The new confrontation between Russia and the United States has already resulted in the reemergence of a military standoff along Russia’s borders with NATO countries in Eastern Europe. The more strained strategic environment in the region can be seen in recent developments such as the deployment of the Iskander missiles in Kaliningrad and the emphasis on small-yield nuclear weapons in the US Nuclear Posture Review. In contrast to the Cold War, however, the danger of this confrontation lies less in the fundamental ideological antagonism between Moscow and Washington and more in the increased likelihood of incidents between Russian and NATO aircraft, an escalation of the unfrozen conflict in Donbass as well as proxy attacks and the asymmetrical responses they provoke in out-of-area locations such as Syria. That said, the threat of a military collision is real enough and – to make matters worse – generally underappreciated.

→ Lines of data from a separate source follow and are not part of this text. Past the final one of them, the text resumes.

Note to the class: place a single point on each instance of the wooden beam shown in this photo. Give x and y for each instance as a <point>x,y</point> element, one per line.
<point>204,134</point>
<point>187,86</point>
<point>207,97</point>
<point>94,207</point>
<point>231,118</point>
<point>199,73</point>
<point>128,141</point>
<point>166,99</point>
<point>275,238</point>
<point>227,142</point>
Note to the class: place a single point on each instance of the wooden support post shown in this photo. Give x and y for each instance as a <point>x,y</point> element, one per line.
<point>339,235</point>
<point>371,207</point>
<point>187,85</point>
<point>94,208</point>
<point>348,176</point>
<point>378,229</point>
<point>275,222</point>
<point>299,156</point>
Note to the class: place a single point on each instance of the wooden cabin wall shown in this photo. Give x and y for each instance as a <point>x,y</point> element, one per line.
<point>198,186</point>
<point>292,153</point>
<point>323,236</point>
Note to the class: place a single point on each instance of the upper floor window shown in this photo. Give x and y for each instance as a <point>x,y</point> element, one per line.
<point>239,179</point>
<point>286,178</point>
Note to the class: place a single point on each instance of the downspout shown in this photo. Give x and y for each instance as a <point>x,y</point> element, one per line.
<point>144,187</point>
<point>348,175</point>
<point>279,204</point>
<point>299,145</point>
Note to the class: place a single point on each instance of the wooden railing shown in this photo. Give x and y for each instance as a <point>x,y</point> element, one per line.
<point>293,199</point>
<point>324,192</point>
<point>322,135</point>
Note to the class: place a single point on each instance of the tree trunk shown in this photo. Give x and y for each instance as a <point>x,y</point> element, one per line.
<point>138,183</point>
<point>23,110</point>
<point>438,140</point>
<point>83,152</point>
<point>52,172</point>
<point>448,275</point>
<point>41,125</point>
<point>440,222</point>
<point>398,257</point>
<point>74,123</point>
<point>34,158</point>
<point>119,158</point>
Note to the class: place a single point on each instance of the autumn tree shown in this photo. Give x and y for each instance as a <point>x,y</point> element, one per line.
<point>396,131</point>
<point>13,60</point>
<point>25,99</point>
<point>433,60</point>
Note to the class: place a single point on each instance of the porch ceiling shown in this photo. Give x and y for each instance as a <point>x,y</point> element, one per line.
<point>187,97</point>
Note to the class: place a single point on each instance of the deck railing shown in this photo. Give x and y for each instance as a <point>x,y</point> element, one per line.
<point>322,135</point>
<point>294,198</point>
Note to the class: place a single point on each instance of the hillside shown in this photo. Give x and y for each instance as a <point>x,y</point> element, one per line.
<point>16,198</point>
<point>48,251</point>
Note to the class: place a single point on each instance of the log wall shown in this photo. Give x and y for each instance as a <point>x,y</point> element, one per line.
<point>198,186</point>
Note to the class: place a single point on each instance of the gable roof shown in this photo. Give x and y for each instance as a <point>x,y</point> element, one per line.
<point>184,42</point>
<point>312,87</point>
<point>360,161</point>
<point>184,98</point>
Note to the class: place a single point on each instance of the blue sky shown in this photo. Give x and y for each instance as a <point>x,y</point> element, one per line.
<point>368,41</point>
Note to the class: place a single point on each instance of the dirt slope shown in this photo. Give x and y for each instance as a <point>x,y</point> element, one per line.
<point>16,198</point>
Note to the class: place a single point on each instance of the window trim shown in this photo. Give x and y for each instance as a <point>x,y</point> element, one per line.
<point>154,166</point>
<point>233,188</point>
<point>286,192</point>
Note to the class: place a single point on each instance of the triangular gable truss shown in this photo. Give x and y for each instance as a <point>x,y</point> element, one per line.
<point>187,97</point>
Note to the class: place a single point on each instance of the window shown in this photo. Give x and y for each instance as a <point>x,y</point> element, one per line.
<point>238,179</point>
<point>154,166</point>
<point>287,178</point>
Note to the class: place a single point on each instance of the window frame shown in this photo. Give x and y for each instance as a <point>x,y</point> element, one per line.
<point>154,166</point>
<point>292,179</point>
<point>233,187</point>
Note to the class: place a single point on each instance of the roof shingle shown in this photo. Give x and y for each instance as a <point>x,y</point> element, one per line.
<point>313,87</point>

To keep Europe safe, it would behoove the West and Russia to take certain measures to minimize the risk of incidents involving their military forces: make sure there is a cease-fire worth the name in Donbass; restrain their proxies elsewhere, including in the Middle East; and establish reliable communication to avoid miscalculation. This is why the January visit to Washington of three Russian intelligence chiefs – of the FSB (Federal Security Service), SVR (Foreign Intelligence Service) and GRU (Military Intelligence Directorate) – was so important. Unlike in the 1990s, when such contacts were trumpeted as a sign of growing trust, the mission now is to avoid tragic miscalculation in an environment where there is no trust. Russia and the United States may be adversaries again, but they must not be allowed to become enemies.